I don't believe we can carry on with this quaint British system where we don't even count people in and out of the country

The Tony Blair Institute, a global think tank, has published policy papers on how the technology could be used to transform public services. Its research has suggested the roll-out of digital ID would cost £1bn but the government would recoup the costs in the long term via higher tax revenues and lower spending. 

Alexander Iosad, director of government innovation at the TBI, told PoliticsHome it could help stop the “doom loop” of public services in which people pay higher taxes for worse outcomes.

“Digital ID makes all the systems work together, and therefore work better, and work more efficiently,” he said.

“The UK debate around this issue is unusual when we can see digital ID making tangible, real change in people’s lives outside of the UK. We have seen Australia, Singapore, Estonia, India, and countries in Africa all adopt digital ID successfully, and even Ukraine in the middle of the war has its own digital ID.”

Siobhain McDonagh, Labour MP Mitcham and Morden, who was in the PLP during the Blair and Brown governments, said she believed a new revitalised plan to introduce ID cards could shore up the public’s trust in the Treasury. 

“We live at a time when public expenditure is really squeezed. It's very important every pound of taxpayers’ money goes to the best services possible,” she said. “If you can reduce your bureaucracy and improve access at the same time, it's a no-brainer.” 

While there is enthusiasm for the policy within the PLP, civil liberties campaigners have argued that digital ID would change the individual’s relationship with the state, with people compelled to identify themselves to police and government officials. 

Responding to such concerns, Carden said: “It has changed since the debate that was had 20 years ago. There is a big concern over data and who has control of it. The fact that the state has less control than multinational corporations is an imbalance that probably has to be put right.

“I am someone who is concerned with civil liberties. But I don't believe we can carry on with this quaint British system where we don't even count people in and out of the country.

“If you want to run a socialist welfare state, let's say, you have to have a state that has some power and can manage the system.”

He added: “We've entered a period of globalisation over the past two, three, four decades, and it's weakened the nation-state. That is partly what needs to be put right.”

Also addressing ethical questions, Richards said the roll-out “must take into account concerns about privacy and inherent discrimination” but similarly highlighted that “we already share huge amounts of data with the private sector, and public bodies cannot be impotent in comparison”.

“Digital ID also has the potential to ensure the citizen has more power over what data they share and how it is used,” he added.

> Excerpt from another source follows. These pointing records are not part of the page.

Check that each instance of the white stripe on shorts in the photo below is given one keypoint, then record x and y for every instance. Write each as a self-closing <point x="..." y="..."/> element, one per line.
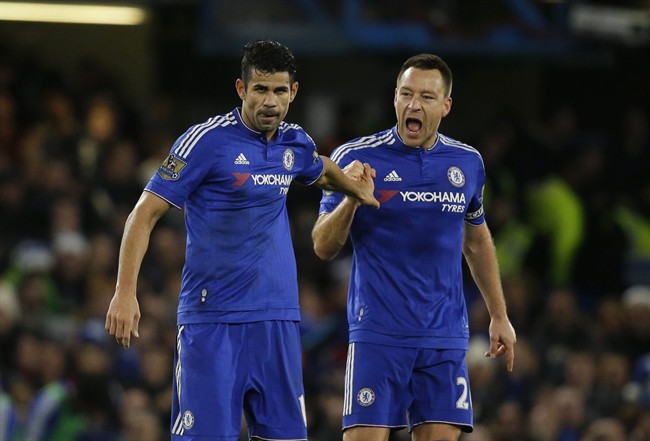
<point x="349" y="376"/>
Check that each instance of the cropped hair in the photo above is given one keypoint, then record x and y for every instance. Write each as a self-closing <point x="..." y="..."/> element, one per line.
<point x="429" y="62"/>
<point x="268" y="57"/>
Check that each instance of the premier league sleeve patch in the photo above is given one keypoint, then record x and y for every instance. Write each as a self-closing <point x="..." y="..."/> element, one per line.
<point x="171" y="168"/>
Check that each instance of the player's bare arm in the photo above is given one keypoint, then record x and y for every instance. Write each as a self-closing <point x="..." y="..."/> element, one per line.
<point x="480" y="254"/>
<point x="331" y="230"/>
<point x="361" y="189"/>
<point x="123" y="314"/>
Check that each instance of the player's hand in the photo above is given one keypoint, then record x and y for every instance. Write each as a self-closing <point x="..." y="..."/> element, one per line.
<point x="364" y="175"/>
<point x="502" y="341"/>
<point x="123" y="318"/>
<point x="354" y="170"/>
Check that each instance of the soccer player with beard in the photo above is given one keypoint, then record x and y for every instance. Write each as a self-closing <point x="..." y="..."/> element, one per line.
<point x="238" y="343"/>
<point x="408" y="325"/>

New Labour tried to introduce ID cards in the aftermath of 9/11 and the height of the terror threat, but the scheme split Blair’s cabinet and the PLP, and attracted strong opposition from the Lords. 

Since leaving office, Blair has consistently campaigned for the policy. He told The Sunday Times in February that it would allow Labour to indulge in a political fight and force populist parties such as Reform to take a view on how they could control benefit fraud, immigration and crime.

“If I had my time again, even without the 20-year change in technology,” Blunkett told PoliticsHome, “I should have attached it simply to getting everyone to have a passport. That would have taken all the steam out of it, and all you'd have ended up with – which is what it was, in the end – was a much more convenient and handleable passport.”